Aquella pieza se desprendería de la caja trasera del camión y vino a impactar en la cabeza del motorista. Nadie vio lo ocurrido. Ni siquiera el conductor del trailer. Y cuando encontraron en la A-23 el cuerpo sin vida de aquel joven recién casado, todos pensaron que se trataba de un accidente más de los miles que cada año escupen nuestras carreteras.
Luego in situ cuando los técnicos de la investigación encontraron aquel trozo de hierro con restos de la sangre del accidentado y vieron que pertenecía a la puerta de atrás de un camión, concluyeron que la muerte del joven fue producida por la colisión de aquel armatoste contra el cuerpo del infortunado.
Pero no acaba aquí la tragedia, que la víctima no descansa hasta que no demos con la palabra que produjo su muerte.
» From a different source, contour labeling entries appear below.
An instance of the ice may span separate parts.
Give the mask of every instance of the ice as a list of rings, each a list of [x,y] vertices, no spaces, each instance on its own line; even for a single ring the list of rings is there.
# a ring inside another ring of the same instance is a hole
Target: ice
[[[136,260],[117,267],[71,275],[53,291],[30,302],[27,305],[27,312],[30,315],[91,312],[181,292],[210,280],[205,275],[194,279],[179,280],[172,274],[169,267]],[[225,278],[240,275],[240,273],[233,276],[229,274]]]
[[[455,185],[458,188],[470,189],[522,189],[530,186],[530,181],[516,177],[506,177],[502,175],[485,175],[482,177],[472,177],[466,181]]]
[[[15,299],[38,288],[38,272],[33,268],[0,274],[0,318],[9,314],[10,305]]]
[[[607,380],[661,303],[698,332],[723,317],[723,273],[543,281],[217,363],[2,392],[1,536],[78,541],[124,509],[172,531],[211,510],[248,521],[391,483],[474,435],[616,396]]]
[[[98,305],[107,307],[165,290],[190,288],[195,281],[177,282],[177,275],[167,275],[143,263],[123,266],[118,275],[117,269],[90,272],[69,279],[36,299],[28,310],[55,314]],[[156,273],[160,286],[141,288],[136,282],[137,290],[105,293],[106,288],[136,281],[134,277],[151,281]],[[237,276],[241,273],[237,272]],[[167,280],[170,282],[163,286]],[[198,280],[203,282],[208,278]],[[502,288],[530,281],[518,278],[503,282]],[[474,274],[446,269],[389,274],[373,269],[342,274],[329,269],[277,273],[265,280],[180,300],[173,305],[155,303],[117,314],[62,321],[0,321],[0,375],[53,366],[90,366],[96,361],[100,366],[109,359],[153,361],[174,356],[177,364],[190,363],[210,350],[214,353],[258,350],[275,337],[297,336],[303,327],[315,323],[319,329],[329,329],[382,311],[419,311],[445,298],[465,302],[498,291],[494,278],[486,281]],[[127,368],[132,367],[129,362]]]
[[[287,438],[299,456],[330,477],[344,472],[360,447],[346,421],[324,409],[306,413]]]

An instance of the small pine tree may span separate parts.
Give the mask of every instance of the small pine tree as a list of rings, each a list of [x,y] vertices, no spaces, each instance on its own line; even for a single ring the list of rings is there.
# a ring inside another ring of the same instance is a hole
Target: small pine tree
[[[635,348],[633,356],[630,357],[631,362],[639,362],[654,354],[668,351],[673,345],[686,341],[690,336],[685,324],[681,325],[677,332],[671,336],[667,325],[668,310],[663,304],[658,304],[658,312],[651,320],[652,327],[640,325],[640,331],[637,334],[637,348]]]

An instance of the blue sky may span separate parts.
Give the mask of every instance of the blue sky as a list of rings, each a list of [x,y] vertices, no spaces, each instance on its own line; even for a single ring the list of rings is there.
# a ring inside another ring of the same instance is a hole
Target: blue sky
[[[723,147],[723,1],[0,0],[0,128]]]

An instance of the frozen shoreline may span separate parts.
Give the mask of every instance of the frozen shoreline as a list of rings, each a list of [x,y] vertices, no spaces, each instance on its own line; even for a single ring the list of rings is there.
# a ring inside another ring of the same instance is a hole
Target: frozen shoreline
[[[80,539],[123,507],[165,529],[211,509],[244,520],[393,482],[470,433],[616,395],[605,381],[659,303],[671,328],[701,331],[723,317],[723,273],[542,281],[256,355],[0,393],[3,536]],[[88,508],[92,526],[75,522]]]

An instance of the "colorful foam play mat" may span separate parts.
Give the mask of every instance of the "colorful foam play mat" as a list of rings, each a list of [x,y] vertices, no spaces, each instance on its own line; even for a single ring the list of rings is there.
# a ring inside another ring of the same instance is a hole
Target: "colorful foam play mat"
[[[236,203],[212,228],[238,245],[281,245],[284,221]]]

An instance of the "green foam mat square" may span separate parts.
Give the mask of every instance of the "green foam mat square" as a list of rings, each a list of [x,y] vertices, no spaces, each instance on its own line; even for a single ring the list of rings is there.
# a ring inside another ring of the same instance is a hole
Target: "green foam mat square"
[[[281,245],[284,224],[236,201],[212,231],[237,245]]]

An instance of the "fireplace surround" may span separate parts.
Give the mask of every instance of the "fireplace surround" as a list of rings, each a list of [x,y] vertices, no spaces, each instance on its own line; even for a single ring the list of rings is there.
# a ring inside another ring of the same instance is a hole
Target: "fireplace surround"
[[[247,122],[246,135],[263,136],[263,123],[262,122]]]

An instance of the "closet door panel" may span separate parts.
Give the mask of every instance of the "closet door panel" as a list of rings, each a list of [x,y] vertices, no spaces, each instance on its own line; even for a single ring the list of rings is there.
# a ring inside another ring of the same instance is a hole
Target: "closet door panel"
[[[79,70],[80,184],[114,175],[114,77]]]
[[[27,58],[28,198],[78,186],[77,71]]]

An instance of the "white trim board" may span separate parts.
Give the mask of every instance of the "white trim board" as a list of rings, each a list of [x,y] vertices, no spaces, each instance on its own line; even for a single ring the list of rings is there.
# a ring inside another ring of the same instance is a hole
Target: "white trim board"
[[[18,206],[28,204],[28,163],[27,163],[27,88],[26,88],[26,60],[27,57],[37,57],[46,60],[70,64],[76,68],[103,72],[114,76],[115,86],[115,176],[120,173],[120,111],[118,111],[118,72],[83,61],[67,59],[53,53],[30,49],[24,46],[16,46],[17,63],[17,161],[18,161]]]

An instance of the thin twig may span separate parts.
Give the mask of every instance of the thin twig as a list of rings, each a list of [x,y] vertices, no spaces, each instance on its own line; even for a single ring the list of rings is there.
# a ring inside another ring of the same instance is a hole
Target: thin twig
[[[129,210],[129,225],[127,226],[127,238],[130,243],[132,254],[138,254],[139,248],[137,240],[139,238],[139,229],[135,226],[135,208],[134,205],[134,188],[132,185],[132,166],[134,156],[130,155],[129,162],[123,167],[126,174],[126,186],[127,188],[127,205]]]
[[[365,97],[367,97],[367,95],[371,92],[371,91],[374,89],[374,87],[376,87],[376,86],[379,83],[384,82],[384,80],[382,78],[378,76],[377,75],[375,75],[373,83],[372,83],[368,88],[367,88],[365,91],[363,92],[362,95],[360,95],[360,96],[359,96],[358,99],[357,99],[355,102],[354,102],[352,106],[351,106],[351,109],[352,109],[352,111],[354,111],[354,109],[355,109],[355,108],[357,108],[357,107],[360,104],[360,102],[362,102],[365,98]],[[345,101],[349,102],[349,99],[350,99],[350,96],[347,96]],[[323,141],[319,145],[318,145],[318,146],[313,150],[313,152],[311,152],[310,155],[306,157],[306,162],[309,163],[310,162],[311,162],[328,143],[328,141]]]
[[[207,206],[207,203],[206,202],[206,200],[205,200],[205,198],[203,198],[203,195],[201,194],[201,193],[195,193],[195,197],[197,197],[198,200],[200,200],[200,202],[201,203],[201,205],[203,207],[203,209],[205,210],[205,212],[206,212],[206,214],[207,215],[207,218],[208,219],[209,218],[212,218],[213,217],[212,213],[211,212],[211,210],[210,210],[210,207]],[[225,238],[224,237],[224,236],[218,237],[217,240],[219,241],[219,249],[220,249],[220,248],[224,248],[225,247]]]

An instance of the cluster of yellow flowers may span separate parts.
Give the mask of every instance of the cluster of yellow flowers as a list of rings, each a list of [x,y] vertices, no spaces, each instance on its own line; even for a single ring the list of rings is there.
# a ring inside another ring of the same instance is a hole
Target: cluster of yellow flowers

Y de aquí el valor sanador del nombre. Y por eso andamos no sólo detrás de la matrícula del vehículo de donde cayó aquella pieza, sino que además necesitamos saber su aseguradora para que cargue con su responsabilidad si la hubiera.
Si yo fuera un mentalista de esos que saben captar las vibraciones de los objetos iría ahora mismo a la jefatura de tráfico cogería la pieza en cuestión, y con ella tocaría la parte más sensible de mi cuerpo, por ejemplo el envés de la muñeca de mi mano, como hace la mamá con el biberón antes de dárselo a su bebé. Y a tenor de su temperatura seguro que daría con lo que buscamos. Pues los objetos como las palabras, más allá de su materialidad y fonética, composición y gramática, según sea el calor y vibración que despiden, así nos revelan e indican la identidad de sus dueños y emisores.